Marwan Ayman Shawky

Cloud & DevOps Engineer

Scheduling & Automation in Linux: Mastering Cron, At, and Systemd Timers

·1 min read·
linuxautomation

One of the most powerful features of Linux is the ability to automate tasks. Whether it's running a backup every night, sending reports every week, or cleaning up logs at boot, scheduling saves time and prevents human error.

Linux offers multiple ways to schedule tasks:

  • at → run a job once at a specific time

  • cron → run jobs repeatedly on a schedule

  • anacron → run cron-like jobs that may have been missed (good for laptops)

  • systemd timers → the modern replacement/enhancement to cron

This guide covers all four, with examples, cheatsheets, and practice exercises.

One-Time Jobs with at

The at command schedules a job to run once in the future.

Enable the service (CentOS/WSL2)

sudo systemctl start atd
sudo systemctl enable atd

Usage

echo "echo 'Hello World' >> /tmp/at_test.log" | at now + 2 minutes
  • now + 2 minutes → natural language time format

  • Jobs go into a queue (atq, atrm <jobid>)

Missed Jobs with anacron

cron assumes your system is always on. If the system is off, jobs are skipped. anacron solves this by running jobs once the system is back online.

  • Config file: /etc/anacrontab

  • Syntax:

    period   delay   job-identifier   command
    
  • Example:

    1   10   daily_cleanup   /home/user/cleanup.sh
    

    → Run once daily, wait 10 minutes after boot.

Modern Scheduling with systemd Timers

Most modern distros (CentOS 7+, Ubuntu 16+) use systemd.
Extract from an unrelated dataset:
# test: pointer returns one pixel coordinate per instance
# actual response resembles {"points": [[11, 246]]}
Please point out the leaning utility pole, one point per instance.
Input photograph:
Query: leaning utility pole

Instead of cron, you can use timers.

Example: Daily Job

  1. Service file /etc/systemd/system/myjob.service

    [Unit]
    Description=My Custom Job
    
    [Service]
    ExecStart=/home/user/backup.sh
    
  2. Timer file /etc/systemd/system/myjob.timer

    [Unit]
    Description=Run backup script daily
    
    [Timer]
    OnCalendar=daily
    Persistent=true
    
    [Install]
    WantedBy=timers.target
    
  3. Enable & Start

    sudo systemctl enable --now myjob.timer
    systemctl list-timers
    

Cheatsheet: Quick Scheduling Commands

ToolPurposeKey Commands
atOne-time jobsat TIME, atq, atrm <jobid>
cronRecurring jobscrontab -e, crontab -l, systemctl status cron
anacronRecurring jobs, catch missedEdit /etc/anacrontab, anacron -T
systemd timersModern recurring jobssystemctl list-timers, .timer units

Practice Exercises

Beginner

  1. Schedule a job with at that writes "Take a break!" into /tmp/reminder.log after 1 minute.
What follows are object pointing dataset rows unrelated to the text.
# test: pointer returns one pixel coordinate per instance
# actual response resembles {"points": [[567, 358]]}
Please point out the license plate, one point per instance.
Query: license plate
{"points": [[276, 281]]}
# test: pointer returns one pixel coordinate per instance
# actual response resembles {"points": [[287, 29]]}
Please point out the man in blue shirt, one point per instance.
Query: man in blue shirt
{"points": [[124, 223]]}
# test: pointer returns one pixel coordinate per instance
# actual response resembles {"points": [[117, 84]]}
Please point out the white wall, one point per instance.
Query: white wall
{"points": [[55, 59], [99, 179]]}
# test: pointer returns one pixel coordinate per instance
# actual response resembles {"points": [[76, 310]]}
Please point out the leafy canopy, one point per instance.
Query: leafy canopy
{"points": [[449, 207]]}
  2. Create a cron job that runs every 5 minutes and writes the current date into /tmp/date.log.

Intermediate

  1. Use anacron to run a cleanup script daily, but delay execution for 15 minutes after boot.
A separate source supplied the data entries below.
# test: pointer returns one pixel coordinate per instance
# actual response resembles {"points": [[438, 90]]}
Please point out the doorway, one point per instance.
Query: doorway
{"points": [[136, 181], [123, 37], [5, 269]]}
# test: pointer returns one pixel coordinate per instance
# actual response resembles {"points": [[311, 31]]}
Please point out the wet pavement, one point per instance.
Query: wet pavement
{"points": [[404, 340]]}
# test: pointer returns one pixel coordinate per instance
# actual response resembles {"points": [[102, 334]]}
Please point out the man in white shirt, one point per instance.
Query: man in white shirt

  2. Write a cron job that runs only on Mondays at 9:30 AM.

Advanced

  1. Create a systemd timer that runs echo "Systemd Rocks" into /tmp/systemd.log every hour.

  2. Compare the execution of a cron job vs. a systemd timer — which one provides better logging?


Now that you can schedule and automate tasks, the next step is understanding storage. In the next article, we dive into: Linux Disk Management — exploring partitions, filesystems, mounting, and how to monitor disk health.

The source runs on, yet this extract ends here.